The Last Contract of Isako is a standalone sci-fi adventure from Fonda Lee, also known for her brutal, emotional and very kinetically involved Jade City. Isako is a hired gun on an extraterrestrial planet; a contractor brought in to execute corporate warfare with a mixture of charm and lethality, bringing a rather more martial tone to the phrase "corporate takeover". And Isako is also, to some extent, getting older, getting slower, using experience and a history of influence with those who shape her world to balance out slowing reflexes, and a sword-arm that isn't quite as fast as it could be. 

 Because this is, one way or another, Isako's story. We can feel her past in the way she moves, each survived engagement leaving a mark, each cut from her blade backed by years of fights just like the one that you're currently losing. Because Isako is a killer, and Isako is also the best at what she does. Now, having said that, Isako isn't just a killer. She's a wartime concierge, someone who can commit a bit of light corporate espionage before lunch, and read off discrepancies in the opposition's P&L reports with one hand while dealing with an assassin with the other. But she's also a woman with a lot of old friends in interesting places, someone who has made connections wherever she's gone, and has, somewhere in there, built a family, a family which isn't just blood and bone, but shared truth and shared horror and shared love. Isako is getting a little tired, and she has quite a bit to lose, but she's not out just yet. Which is just as well, because her brand of weary, slightly cynical, backed by genuine emotional weight for her friends and family...makes her the kind of protagonist who strides confidently off the page, smacks you upside the head and tells you to keep reading, because she's not dead yet.I'm always a bit reluctant to use the word, but as a protagonist, Isako is fierce. She gives approximately zero fucks, and, given a mission she cares about, is an undeniable force of nature. 

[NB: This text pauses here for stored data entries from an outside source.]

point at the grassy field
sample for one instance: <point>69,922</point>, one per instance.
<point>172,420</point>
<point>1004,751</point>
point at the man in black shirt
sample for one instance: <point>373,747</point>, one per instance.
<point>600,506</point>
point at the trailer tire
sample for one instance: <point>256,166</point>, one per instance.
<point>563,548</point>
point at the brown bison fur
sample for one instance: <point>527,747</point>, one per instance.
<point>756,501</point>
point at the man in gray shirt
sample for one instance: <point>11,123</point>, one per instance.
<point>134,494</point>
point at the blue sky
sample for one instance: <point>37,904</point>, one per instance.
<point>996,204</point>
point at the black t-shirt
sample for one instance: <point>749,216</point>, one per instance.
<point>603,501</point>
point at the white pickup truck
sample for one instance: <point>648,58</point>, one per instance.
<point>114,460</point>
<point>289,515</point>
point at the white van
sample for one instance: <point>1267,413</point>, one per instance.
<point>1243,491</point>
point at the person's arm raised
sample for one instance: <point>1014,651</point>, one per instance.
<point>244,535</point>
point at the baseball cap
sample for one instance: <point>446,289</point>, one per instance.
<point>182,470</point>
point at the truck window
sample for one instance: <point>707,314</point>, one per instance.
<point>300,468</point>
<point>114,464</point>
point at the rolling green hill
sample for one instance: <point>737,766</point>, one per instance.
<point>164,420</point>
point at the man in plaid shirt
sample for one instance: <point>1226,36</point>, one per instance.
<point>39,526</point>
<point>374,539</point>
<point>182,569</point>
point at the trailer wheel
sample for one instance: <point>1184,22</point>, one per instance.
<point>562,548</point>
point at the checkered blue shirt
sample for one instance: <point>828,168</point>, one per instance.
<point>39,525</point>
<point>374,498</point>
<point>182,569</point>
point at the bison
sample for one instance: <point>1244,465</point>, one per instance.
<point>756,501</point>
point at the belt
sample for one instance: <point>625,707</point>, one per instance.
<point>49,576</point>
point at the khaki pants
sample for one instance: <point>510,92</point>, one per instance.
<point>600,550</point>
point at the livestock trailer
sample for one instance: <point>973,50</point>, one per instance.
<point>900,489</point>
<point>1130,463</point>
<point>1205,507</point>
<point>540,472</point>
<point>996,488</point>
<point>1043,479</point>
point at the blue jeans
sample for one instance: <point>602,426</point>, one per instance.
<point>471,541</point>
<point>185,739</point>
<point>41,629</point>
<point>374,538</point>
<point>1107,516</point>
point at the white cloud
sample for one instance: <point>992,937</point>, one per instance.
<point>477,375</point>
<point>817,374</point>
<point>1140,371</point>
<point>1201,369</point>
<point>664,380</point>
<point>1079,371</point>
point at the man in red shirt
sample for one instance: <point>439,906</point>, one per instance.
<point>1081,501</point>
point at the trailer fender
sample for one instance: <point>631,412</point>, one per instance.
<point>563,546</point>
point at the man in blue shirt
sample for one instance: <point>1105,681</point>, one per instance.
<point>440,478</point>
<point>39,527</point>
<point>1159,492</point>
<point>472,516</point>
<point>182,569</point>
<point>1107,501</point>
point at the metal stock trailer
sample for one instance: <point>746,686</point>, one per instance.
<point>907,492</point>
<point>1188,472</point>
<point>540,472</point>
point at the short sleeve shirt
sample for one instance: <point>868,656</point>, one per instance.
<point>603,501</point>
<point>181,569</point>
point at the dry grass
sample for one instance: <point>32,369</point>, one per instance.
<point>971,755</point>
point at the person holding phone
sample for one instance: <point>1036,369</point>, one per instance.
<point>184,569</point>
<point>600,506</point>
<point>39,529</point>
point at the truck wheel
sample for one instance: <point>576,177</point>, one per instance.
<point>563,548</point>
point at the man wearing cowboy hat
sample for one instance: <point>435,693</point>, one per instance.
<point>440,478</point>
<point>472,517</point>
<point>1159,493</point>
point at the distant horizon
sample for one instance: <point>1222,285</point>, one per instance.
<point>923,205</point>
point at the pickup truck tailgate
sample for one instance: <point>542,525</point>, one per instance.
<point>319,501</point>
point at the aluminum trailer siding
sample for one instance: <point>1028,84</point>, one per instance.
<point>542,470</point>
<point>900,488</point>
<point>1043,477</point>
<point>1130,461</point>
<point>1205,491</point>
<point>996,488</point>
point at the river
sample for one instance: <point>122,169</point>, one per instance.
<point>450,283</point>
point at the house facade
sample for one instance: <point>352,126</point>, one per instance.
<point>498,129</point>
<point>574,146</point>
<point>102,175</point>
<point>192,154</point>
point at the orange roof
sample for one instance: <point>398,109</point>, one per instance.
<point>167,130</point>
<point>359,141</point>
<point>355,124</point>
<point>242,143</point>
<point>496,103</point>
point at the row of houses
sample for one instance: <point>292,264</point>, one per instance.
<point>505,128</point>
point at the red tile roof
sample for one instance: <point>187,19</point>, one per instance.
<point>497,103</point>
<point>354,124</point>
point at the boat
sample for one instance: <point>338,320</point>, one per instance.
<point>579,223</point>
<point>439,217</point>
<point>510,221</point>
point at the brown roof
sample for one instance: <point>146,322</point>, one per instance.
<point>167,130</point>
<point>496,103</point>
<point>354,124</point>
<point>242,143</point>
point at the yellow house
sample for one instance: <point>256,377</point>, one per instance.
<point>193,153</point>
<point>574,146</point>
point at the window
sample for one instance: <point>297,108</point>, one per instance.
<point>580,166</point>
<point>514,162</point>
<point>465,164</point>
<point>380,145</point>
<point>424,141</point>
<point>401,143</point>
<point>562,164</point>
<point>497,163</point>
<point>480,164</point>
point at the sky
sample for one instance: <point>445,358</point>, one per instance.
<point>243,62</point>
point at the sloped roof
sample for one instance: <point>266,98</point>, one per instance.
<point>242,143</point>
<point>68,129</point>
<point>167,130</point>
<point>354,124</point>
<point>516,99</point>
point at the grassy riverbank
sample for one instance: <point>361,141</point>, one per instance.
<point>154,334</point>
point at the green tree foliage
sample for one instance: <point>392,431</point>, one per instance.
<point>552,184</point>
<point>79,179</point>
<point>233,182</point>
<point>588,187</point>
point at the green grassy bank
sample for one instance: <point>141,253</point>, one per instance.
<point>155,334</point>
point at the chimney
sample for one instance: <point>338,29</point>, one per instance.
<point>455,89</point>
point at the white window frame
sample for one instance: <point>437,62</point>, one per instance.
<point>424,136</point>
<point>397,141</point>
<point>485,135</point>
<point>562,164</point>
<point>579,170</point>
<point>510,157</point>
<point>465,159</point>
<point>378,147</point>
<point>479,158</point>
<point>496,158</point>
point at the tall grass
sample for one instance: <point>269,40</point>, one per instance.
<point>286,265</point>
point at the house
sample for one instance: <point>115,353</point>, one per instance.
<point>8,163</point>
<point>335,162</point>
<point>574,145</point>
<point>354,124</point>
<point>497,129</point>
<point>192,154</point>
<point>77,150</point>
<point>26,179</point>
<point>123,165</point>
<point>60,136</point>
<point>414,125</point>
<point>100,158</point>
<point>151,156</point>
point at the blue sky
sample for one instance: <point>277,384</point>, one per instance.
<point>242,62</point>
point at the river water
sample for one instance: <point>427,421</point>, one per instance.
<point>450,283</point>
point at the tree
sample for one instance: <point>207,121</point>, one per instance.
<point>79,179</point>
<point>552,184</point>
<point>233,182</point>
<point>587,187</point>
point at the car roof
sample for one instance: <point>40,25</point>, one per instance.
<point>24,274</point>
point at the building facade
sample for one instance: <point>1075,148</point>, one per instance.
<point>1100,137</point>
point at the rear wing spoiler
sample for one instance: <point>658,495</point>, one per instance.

Mind you, there's some other stuff on the page here. It's not all Isako doing backflips, complaining how much they hurt, then sinking a short-blade into the neck of some mook. It's that, oh absolutely, but not just that. We can see how she struggles to connect with a daughter lost to her through time and the vagaries of work, estranged through chance more than outright neglect, we ca see how her friends are...well, they're hired guns as well, with a gendas of their own, and how those agendas make everyone involved step carefully around each other while they try to find a way through, off the back of older, bloodier, simpler times. 

Isako is the heart of this story, that's a fact - but the supporting cast of professional "Contractors". limpidly malevolent corporate aristocrats and scrabbling underclass...they give Isako the heart of her own that makes the story work. 

And the story works because Isako's world is very odd indeed. An airless rock, slooooowly being reclaimed by terraforming. A population living under domes, walking out into the uncovered desolation when they can't bring in resources any more, hoping for a better world centuries down the line. Corporate departments trying to shape a planet, city districts controlled by the departments that employ them divergences in direction by vice presidents backed by blades and knives in the dark. It's a dystopia, yes, but a frighteningly plausible one, where most people don't even know what they're missing, or might think it's worth it. This is a company town, fallen into navel gazing whilst heavily armed. Where employment guarantees resources, and where the social safety-net...really isn't. This is Isako's world, where the bosses run things more literally than ever, and where everything may be about to change.

That#s...well, no spoilers here. But the paradigm on which this place is built, absolute corporate sovereignty traded for the chance one day at a better world...may be out of date. There's rebels, of course, but that's not all that's going on, not all that Isako will have to investigate, while she tries to work out who knows what, and what they want to do with the information. Whether the old order is worth preserving, and if she's willing to be the one to do it. Because this is a thriller, a conspiracy of moving parts and silent pawns and quiet people in back rooms making deals that they sign in someone else's blood.

 The Last Contract of Isako is beautiful and brutal and bloody. It's heartfelt and messy and thoughtful, a story of kindness and killers, and a story of how far people are willing to go for the truth, or for the lies wrapped around it. 

It's a fun book, an emotional book, a book that sneaks off the page like a stiletto, that will leave you feeling, one way or the other. It is, basically, a damn fine story.